Historical Perspective

A Historical China

While The Joy Luck Club was published in 1989, it is set in pre-World War II China and contemporary San Francisco. The two Settings strengthen the contrast between the cultures that Tan depicts through her Characters and their relationships. Pre-World War II China was a country heavily embroiled in conflict. San Francisco, however, offered freedom and peace. In writing the novel, Tan wanted to portray not only the importance of mother/daughter relationships but also the dignity of the Chinese people.

China’s history covers years of tradition, yet also decades of change. While the Chinese people consistently honor the personal qualities of dignity, respect, self-control, and obedience, they have not so continually pledged allegiance to their leaders. The first documented Chinese civilization was the Shang dynasty (1570?-1045? bc). Various dynasties ruled over the years, ending with the Qing (Manchu) dynasty in 1911. The dynasties saw peace, expansion, and technological and artistic achievement as well as warfare and chaos. Foreign intervention, particularly by Japan, created instability in the country, and internal struggles often prevented the Chinese from uniting. The area of Manchuria in northeast China, while legally belonging to China, had many Japanese investments such as railways and as such was under the control of the Japanese. This led to anti-Manchu sentiment and an eventual revolution. After civil war and additional strife, the Nationalists and Communists fought the Japanese in the second Sino-Japanese War and won when Japan was defeated by the Allies in 1945.

It is just before this victory that the mothers’ stories start. Japanese aggression led to a foreign military presence on Chinese soil, and Suyuan’s story in particular details the flight from the invading Japanese that was made by many Chinese. After World War II, with Japan preoccupied in recovering from their defeat, China once again became embroiled in a civil war between the Nationalists, who had been in power for several years, and the Communists, who wished to establish a new form of government. The civil war ended in 1949 with the formation of the People’s Republic of China, and the Communists have held power in China since then.

B Chinese Immigration to America

After the United States abolished slavery after the Civil War, freeing many of the African Americans who had worked in fields and farms, there arose a great need for manual laborers. Migrants from China filled a large part of this need, especially in the West, where rapid expansion required people to build railroads and towns. Although greatly outnumbered by white immigrants from European nations, the number of Chinese arriving in America alarmed white settlers in the West.

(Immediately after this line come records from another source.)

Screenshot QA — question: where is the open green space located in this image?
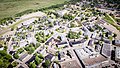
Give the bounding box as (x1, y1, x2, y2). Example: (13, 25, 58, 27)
(0, 0, 70, 19)
(104, 14, 120, 31)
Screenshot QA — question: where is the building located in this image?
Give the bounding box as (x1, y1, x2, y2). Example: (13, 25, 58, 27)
(60, 59, 81, 68)
(82, 55, 108, 68)
(45, 54, 55, 61)
(69, 39, 86, 47)
(112, 45, 120, 63)
(101, 43, 111, 58)
(88, 39, 94, 47)
(112, 40, 120, 63)
(56, 41, 68, 48)
(115, 47, 120, 62)
(45, 37, 60, 46)
(112, 40, 120, 46)
(19, 53, 28, 61)
(74, 47, 108, 68)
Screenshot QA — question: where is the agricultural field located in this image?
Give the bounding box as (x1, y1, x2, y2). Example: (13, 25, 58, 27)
(0, 0, 70, 19)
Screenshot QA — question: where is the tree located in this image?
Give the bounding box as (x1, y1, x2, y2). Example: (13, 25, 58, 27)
(29, 62, 36, 68)
(13, 53, 19, 59)
(78, 31, 82, 35)
(29, 47, 35, 54)
(35, 56, 42, 65)
(84, 36, 88, 39)
(57, 36, 62, 40)
(38, 54, 44, 59)
(63, 14, 74, 20)
(12, 61, 18, 67)
(0, 50, 12, 68)
(4, 46, 7, 51)
(113, 33, 117, 38)
(109, 36, 113, 41)
(42, 60, 51, 68)
(17, 48, 24, 54)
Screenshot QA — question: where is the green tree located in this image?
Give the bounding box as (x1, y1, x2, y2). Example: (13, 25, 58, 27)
(0, 50, 12, 68)
(12, 61, 18, 67)
(84, 36, 88, 39)
(43, 60, 51, 68)
(38, 54, 44, 59)
(29, 62, 36, 68)
(35, 56, 42, 65)
(13, 53, 19, 59)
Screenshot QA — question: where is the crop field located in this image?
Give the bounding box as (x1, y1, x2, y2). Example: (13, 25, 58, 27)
(0, 0, 70, 19)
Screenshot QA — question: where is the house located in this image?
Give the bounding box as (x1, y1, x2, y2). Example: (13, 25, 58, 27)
(25, 55, 35, 64)
(58, 51, 65, 60)
(37, 48, 46, 54)
(52, 63, 60, 68)
(19, 53, 28, 61)
(45, 37, 60, 46)
(95, 44, 101, 52)
(103, 38, 111, 44)
(114, 11, 120, 19)
(0, 38, 5, 41)
(45, 54, 55, 61)
(113, 40, 120, 46)
(69, 39, 86, 47)
(56, 42, 68, 48)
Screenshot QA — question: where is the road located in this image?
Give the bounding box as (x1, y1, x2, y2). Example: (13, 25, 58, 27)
(0, 12, 46, 37)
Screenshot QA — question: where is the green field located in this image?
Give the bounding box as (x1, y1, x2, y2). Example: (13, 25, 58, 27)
(0, 0, 70, 19)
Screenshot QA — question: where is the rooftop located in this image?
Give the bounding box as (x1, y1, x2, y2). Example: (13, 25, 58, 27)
(82, 55, 107, 66)
(61, 59, 81, 68)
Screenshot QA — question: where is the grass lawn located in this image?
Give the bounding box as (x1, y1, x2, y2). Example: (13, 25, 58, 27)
(104, 14, 120, 31)
(0, 0, 70, 19)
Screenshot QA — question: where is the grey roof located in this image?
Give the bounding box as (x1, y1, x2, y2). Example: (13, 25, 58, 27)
(70, 39, 86, 45)
(88, 40, 93, 46)
(82, 55, 107, 66)
(45, 54, 54, 61)
(45, 37, 54, 45)
(115, 40, 120, 46)
(102, 44, 111, 57)
(19, 53, 28, 61)
(57, 42, 67, 45)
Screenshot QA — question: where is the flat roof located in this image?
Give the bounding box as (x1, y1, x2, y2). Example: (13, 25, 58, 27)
(82, 55, 107, 66)
(61, 59, 81, 68)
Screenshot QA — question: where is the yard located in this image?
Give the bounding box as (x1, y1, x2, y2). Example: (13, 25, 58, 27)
(0, 0, 70, 20)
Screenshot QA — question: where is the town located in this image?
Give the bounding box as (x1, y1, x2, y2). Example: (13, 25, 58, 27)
(0, 0, 120, 68)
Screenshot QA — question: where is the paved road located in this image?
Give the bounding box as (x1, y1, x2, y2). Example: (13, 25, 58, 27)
(0, 12, 46, 37)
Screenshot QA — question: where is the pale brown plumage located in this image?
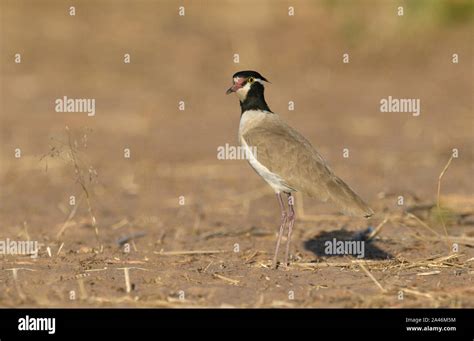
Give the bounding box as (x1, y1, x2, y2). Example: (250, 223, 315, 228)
(229, 70, 373, 268)
(241, 113, 374, 218)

In 1882 Congress passed the Chinese Exclusion Act, which prohibited the immigration of Chinese laborers to the United States. Although there were less than 300,000 total Asian immigrants to the U.S. in the years between 1880 and 1909, immigration restrictions on Chinese and other Asians were tightened in 1902 and again in 1917. These laws were repealed in 1943, and in 1965 Congress passed a law which abolished immigration quotas based on national origin. In the 1980s and 1990s, China has placed in the top ten countries sending legal immigrants to the U.S. (illegal immigration is a growing problem), with almost 39,000 immigrants admitted in 1992.

Chinese immigrants often faced considerable prejudice in their new country. In the early part of the century, Chinese immigrant children attended segregated schools in the “Chinatowns” where they lived. During World War II, when Japanese Americans faced hostility and internment because of Japan’s involvement in the war, Chinese Americans also encountered prejudice from people who mistook them as Japanese, although they were not deprived of property by the government. This struggle for acceptance is reflected in the novel as both mothers and daughters wish to excel in “American” society. Just as the United States has learned to value to contributions of Americans of various backgrounds, however, the daughters in The Joy Luck Club learn to value their own Chinese heritage.